By: Robert Harris
CONSUMER PROTECTION EXTENDED:
This past week the Oregon Senate passed law that would extend the time consumers would have to sue for injuries caused by defective products from eight to ten years from the date of manufacture. (SB 284) The bill must first pass the House before it goes to the Governors desk for his signature.
The Oregon Trial Lawyers Association had unsuccessfully asked the Democrat led Senate for an extension to 25 years.
The
legislation was in response to a lawsuit by some
teachers whose eyes were damaged in 2004 by ultraviolet radiation
leaking from a broken protective cover on a metal halide light bulb in
a school gymnasium.
TORT CAP LIMITS RAISED:
Many people may not even know this, but the State can, and always has, capped the damages that it can be sued for. That cap was, by statue, $200,000. However, in 2007 the Oregon Supreme Court, in a case of a 3 month old child who suffered irreversible brain damage at OHSU, ruled held that the statutory cap was constitutionally inadequate. (In that case a jury had returned a verdict for $17 Million in actual damages)

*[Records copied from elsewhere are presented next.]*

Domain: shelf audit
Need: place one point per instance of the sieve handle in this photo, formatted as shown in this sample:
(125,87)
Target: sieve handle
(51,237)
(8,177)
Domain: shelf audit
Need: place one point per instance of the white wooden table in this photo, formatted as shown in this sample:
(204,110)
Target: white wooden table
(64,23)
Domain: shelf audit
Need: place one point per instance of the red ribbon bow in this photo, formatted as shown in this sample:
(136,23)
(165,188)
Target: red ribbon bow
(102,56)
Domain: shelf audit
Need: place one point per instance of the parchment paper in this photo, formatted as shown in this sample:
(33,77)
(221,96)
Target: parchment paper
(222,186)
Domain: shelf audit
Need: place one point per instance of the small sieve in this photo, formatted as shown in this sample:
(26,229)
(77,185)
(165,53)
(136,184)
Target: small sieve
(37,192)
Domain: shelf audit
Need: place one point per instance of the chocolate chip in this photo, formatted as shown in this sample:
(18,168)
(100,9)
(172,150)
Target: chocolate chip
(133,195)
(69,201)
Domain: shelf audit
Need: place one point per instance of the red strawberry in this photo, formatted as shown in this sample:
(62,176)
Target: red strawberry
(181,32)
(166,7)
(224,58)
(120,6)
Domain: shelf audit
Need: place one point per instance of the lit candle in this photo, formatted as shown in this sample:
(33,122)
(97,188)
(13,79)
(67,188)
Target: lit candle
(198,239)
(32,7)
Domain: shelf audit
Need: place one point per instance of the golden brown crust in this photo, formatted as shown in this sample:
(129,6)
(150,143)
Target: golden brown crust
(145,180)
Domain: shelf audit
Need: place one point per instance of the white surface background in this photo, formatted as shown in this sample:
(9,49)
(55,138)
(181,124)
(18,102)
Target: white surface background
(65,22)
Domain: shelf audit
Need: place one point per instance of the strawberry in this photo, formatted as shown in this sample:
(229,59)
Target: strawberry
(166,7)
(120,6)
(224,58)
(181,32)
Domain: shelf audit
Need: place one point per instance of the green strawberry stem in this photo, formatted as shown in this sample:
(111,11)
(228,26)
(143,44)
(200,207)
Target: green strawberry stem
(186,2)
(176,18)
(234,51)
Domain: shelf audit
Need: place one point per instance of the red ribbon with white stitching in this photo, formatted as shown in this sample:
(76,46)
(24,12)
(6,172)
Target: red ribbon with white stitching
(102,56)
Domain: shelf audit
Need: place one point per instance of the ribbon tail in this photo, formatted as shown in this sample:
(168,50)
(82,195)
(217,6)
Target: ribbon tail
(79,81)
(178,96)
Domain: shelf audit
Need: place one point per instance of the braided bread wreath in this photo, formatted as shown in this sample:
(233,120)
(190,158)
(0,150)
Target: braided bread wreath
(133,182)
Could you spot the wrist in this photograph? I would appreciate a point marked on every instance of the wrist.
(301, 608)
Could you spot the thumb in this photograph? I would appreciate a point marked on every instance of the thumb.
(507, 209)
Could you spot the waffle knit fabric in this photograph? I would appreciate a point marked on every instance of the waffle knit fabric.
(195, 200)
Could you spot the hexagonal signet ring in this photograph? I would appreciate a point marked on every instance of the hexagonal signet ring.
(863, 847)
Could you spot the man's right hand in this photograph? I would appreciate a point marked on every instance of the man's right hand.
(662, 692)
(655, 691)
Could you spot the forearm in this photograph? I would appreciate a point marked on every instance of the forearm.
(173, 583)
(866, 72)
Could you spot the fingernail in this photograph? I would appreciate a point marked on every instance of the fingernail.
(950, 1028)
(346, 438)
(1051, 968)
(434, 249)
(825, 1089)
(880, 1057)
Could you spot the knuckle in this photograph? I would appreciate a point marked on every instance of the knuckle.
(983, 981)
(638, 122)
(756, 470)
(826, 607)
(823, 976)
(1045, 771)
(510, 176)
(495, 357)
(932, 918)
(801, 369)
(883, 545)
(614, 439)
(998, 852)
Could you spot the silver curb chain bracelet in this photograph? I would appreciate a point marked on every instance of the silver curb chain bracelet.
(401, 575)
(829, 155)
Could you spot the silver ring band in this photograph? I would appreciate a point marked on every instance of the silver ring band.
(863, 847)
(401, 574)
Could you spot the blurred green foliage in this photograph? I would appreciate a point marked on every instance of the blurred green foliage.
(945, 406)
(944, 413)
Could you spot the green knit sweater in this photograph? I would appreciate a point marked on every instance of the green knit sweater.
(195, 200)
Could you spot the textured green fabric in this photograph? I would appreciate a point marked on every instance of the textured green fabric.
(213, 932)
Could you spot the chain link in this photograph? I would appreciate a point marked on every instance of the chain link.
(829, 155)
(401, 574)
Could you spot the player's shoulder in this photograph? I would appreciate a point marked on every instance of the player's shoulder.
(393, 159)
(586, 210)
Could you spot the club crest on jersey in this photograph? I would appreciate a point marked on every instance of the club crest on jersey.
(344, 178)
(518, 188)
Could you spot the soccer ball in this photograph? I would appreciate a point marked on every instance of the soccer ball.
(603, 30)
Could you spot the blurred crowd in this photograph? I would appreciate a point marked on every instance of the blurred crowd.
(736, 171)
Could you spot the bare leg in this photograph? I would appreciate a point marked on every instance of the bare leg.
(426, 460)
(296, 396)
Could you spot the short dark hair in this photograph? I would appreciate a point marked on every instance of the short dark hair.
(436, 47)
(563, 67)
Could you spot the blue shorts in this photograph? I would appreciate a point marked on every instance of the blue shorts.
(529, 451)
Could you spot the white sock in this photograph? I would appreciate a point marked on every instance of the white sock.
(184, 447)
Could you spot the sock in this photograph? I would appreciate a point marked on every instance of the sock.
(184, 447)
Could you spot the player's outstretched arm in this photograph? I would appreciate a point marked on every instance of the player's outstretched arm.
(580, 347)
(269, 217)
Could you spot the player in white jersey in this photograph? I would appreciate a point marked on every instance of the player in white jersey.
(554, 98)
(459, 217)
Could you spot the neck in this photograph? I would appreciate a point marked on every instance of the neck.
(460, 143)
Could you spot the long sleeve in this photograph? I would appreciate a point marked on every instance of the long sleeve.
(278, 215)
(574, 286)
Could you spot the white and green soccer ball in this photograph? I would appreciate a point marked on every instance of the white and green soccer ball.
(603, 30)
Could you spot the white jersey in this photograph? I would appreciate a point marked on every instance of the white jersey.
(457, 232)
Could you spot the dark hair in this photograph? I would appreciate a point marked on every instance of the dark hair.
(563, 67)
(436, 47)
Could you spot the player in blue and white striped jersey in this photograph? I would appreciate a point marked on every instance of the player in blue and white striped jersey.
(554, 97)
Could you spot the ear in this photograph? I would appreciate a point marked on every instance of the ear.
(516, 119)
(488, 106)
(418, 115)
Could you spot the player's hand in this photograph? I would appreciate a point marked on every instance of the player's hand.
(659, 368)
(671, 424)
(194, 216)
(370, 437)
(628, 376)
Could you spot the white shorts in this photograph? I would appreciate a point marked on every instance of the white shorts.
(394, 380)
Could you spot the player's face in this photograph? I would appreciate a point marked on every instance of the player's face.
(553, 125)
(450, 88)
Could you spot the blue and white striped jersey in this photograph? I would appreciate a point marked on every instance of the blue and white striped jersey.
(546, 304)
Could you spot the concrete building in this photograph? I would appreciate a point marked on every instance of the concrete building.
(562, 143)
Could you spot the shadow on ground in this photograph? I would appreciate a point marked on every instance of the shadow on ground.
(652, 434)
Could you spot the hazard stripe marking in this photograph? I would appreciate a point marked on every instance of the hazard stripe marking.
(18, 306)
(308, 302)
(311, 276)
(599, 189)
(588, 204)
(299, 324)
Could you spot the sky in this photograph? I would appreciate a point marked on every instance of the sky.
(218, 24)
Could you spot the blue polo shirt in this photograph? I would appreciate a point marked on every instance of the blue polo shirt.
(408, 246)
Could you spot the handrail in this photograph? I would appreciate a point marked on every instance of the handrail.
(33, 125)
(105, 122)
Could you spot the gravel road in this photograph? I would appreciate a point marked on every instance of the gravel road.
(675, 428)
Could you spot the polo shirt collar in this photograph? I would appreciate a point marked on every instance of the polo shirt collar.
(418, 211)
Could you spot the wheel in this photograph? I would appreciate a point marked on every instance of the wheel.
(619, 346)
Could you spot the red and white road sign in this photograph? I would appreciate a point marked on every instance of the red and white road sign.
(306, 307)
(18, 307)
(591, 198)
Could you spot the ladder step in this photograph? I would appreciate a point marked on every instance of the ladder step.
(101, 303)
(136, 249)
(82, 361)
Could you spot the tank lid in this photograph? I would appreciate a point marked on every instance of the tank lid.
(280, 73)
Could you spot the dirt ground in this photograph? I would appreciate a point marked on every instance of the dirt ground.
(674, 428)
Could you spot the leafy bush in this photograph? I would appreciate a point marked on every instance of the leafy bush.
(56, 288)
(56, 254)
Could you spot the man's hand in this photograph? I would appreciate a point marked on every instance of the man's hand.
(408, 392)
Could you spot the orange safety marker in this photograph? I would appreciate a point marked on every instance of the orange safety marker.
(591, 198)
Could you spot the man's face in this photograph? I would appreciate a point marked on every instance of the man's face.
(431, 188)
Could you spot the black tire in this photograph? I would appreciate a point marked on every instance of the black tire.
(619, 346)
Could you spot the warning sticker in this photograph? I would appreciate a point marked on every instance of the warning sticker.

In response to the Supreme Courts ruling, the
legislature increased the liability cap $100,000 a year to a
maximum of $1.5 million by 2015 for individual claims against state
government. The plan would increase the cap to $3 million for all
claims from a single incident. The bill also would eliminate the
distinction between economic and non-economic damages.
Lower caps
would be allowed for cities, counties, school boards and special
districts. The reform was supported by
Democratic Gov. Ted Kulongoski and the Oregon Trial Lawyers Association.